Saturday, November 15, 2008

Should we have another update on how fantastic my friends are?

No? Can't take another day of gushing? Okay, I understand. But they are. And I love them. And I do have to add that one of my friends has the greatest Christmas list I've ever heard of and it just rocks: She has two items: 1) a chainsaw 2) a teakettle. And if there is a Santa, he won't be able to resist giving her both.

One of my friends' relatives had a miscarriage. All miscarriages are horrible, but hers was especially grueling. I barely got through my own and I did not have to endure what she did. I don't know her, but I send to her all that is good in order to get through this. People do not talk about miscarriages until you've had one and then suddenly they come out of the woodwork with their own loss. But why is this so? Are we trained to not acknowledge the loss? Is it because people handle the news so poorly? Is it somehow shameful because we as women want so desperately to make sense of the death that we turn our reasoning inward, no matter how irrational, and seek to find something we did so that we have somewhere to place the blame?

I was so devastated when I had a miscarriage. I refused to accept it, right up to the moment I was fading under the anesthesia. I thought that surely they would wake me up and tell me they found the baby's heartbeat after all.

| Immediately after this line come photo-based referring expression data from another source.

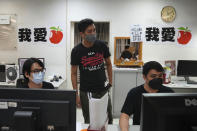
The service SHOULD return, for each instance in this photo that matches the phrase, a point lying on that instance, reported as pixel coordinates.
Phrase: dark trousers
(85, 105)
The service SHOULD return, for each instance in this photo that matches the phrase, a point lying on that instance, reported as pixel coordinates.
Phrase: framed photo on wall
(127, 53)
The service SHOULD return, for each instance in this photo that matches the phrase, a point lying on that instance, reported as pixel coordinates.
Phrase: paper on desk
(98, 112)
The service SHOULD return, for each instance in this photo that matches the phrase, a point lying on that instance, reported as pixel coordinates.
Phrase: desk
(57, 84)
(182, 87)
(5, 84)
(109, 128)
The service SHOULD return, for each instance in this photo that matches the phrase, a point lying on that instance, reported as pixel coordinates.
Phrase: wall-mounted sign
(4, 19)
(40, 34)
(177, 35)
(136, 33)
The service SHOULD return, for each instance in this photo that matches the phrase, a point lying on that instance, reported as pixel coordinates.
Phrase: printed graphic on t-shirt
(93, 61)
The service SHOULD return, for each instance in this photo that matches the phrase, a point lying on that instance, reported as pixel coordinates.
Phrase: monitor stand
(189, 81)
(24, 121)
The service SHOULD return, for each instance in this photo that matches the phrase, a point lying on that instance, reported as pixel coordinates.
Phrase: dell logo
(190, 102)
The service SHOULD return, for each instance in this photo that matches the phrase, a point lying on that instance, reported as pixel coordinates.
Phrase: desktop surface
(110, 127)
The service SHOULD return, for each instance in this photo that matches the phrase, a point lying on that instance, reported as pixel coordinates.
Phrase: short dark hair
(152, 65)
(83, 24)
(28, 64)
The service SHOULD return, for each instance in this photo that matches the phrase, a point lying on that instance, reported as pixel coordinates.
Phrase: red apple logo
(184, 35)
(56, 35)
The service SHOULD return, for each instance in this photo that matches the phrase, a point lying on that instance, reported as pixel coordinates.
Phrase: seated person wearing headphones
(153, 77)
(33, 72)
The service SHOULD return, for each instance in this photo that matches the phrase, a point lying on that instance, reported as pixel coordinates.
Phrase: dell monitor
(169, 112)
(186, 69)
(24, 109)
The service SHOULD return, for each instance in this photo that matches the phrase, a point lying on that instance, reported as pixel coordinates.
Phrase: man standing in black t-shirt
(153, 76)
(89, 56)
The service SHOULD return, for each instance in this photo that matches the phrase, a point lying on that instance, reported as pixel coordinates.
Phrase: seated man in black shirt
(33, 72)
(153, 76)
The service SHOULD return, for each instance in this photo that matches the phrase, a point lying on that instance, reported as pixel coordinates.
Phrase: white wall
(122, 13)
(38, 12)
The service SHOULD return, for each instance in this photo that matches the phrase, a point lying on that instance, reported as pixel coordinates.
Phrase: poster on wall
(173, 35)
(8, 28)
(52, 35)
(136, 33)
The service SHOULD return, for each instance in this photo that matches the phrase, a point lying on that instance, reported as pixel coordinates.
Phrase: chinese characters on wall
(155, 34)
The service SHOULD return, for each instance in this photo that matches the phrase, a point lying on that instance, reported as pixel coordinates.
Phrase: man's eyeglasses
(38, 70)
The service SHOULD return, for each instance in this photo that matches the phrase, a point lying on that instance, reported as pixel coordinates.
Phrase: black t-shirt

And then I went through grief beyond grief. Suddenly the world was populated with nothing but round pregnant bellies and babies in slings and carriers and chubby toddling infants and all store window displayed tiny perfect outfits. And then I was angry. Furious. Hateful. I took a semester off school. I went to Florida. I went to Italy. I lit candles across that country in every beautiful cathedral we toured.

I was tired of pretending this hadn't happened to me; I was tired of the shame or stigma or secrecy. When people asked me when we were going to have children, I started replying we had tried and just lost one.

People don't do well with miscarriages. If I may, please never say to someone who has had a miscarriage any of the following phrases:

It was God's will.
It was for the best.
You can have another one.
Better it happen now than later.

It is a death. Please don't ignore it. Just say "I'm sorry," as you would with any death.

When I was "allowed" to try again, I trained for the possibility of pregnancy like I was training for a marathon. I completely changed the way I ate and approached food. I exercised constantly. I took-up yoga. I was determined to build a body that could house a child. I was in the best shape of my life. I read everything I could on miscarriages and getting pregnant. I joined on-line groups of women who had miscarried and gone on to have successful pregnancies and healthy children.

I got pregnant again. And experienced the exact same thing that had occurred during the first three months of my previous pregnancy. I was told not to lift anything. Not to exercise. I was positive I was losing this baby, too. Every time we went to the doctor and heard a heartbeat, I still refused to allow myself to believe or get attached. I knew it wouldn't last. I rented a doppler and checked for the heartbeat every day until one day I saw a small E.T. like finger rise from the middle of my stomach. It was the most surreal experience of my life. I called for my husband to come and look at this strange little alien inside me moving around and making my skin rise and fall independent of my own motions.

I had an easy pregnancy. I did yoga. Everything that went into my mouth was treated as though I was feeding the baby. My one indulgence was nachos at our favorite, now defunct Mexican restaurant on Friday nights. Because we were such devoted regulars, the cooks would humor me with my special request of putting broccoli and spinach on my nachos so that the baby could find nutrients in the meal.

The doctors were assholes. They told me my baby wasn't growing correctly, that I was measuring too small. They would stand outside the door reading my chart aloud and make horrible comments regarding my health and the health of my child, to which my husband and I would yell "We can hear you! It's not a soundproof door!" They sent me for needless ultrasounds, only to be unable to read them. They told me they couldn't tell if the baby's head was down or if it was breech. They told me if I was lucky, it would be 5 pounds at best. They made me a mother fucking nervous wreck. I tried to switch to another practice, but no one was taking on new patients.

My baby was 8 lbs. 2 oz. and 21 inches long. He was perfectly healthy, if a little jaundiced. He latched right on.

And I no longer feel any pain at the thought of my miscarriage. Not because I have a child. But because it is my belief that the child I have is the child I miscarried. He just didn't have the right body to house him the first time around. The second time he was conceived, he had a strong and healthy body which would carry him into the world. But I know that it was him both times. And because of that, I never have to look back in sadness at the baby I never had, because I do have him.